В конце концов Дуся меня замечает, и мне приходится выйти из своего укрытия. Пробираясь между кормушками, невольно дотрагиваюсь до зада одной четвероногой дамы, она оглянулась на меня совершенно так же, как это сделала бы интеллигентная москвичка в вагоне метро, холодно и вопросительно: дескать, что это - случайность или наглость? Убедившись, что я смущен и готов принести извинения, она равнодушно отвернулась и продолжала есть.
Алексей сияет:
– Хороши, паршивцы? Подкармливаем, чтоб не обгладывали молодые деревья. Слава богу, на днях все это кончится.
– Надоело?
– Надоело. - Он ловит мой взгляд и смеется. - Не олени. Люди. Третьего дня приезжала целая комиссия, проверяла, как мы с Дуськой используем подкормочные фонды. Не съедаем ли сами отруби и гнилую морковь и не вывозим ли их в экваториальные страны. Это ведь все неспроста.

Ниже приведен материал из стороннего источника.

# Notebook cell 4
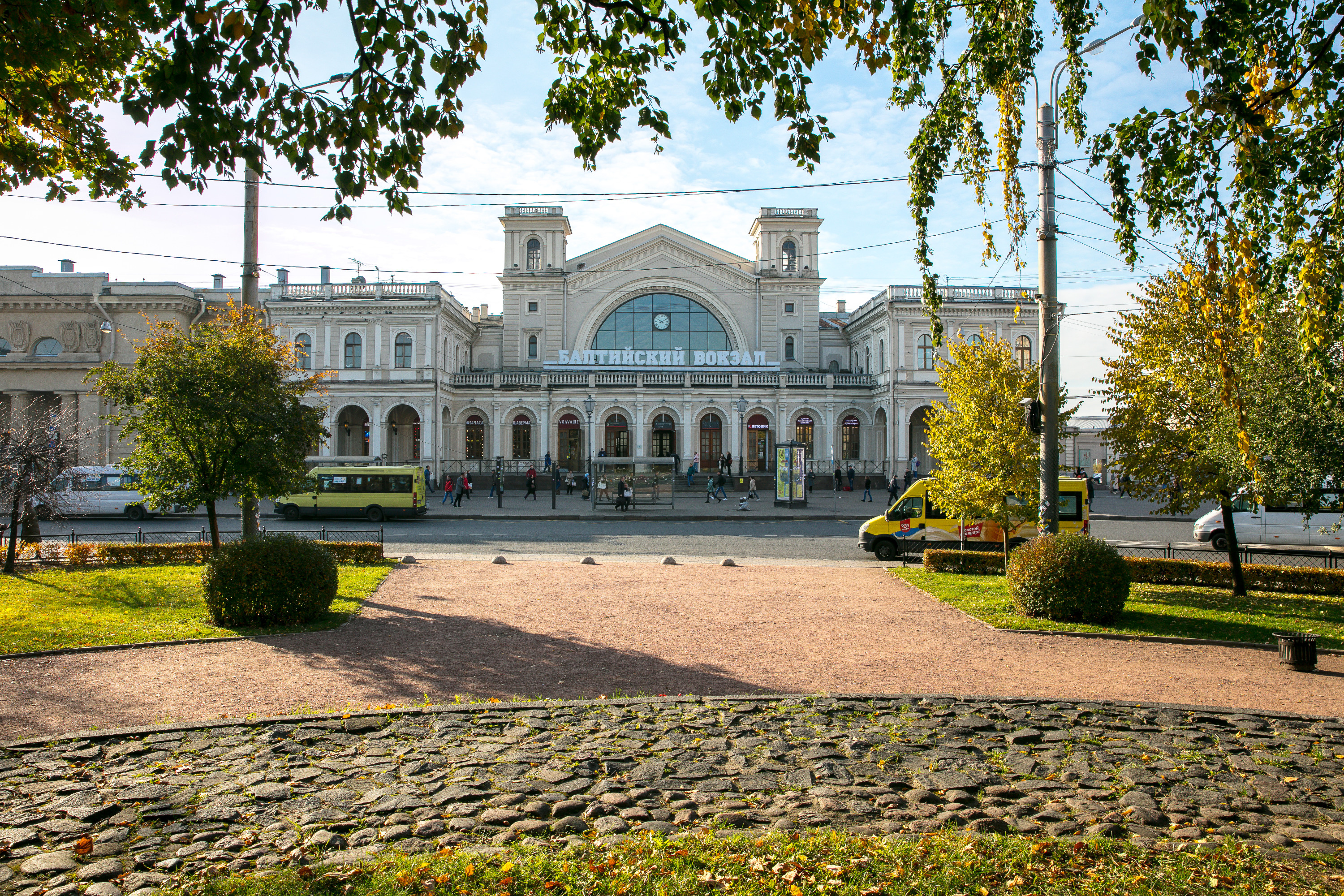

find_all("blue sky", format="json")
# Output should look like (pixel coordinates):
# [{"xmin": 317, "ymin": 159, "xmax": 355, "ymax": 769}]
[{"xmin": 0, "ymin": 0, "xmax": 1189, "ymax": 413}]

Возвращаемся вместе. Дуся несет на плече коромысло с пустыми корчагами. Идет она удивительно красиво, такой плавной походкой, наверно, ходили по воду молодайки еще при Иване Грозном. Мы с Алексеем нарочно отстаем, и по пути я успеваю рассказать ему всю институтскую ситуацию. Алешка слушает и неопределенно мычит.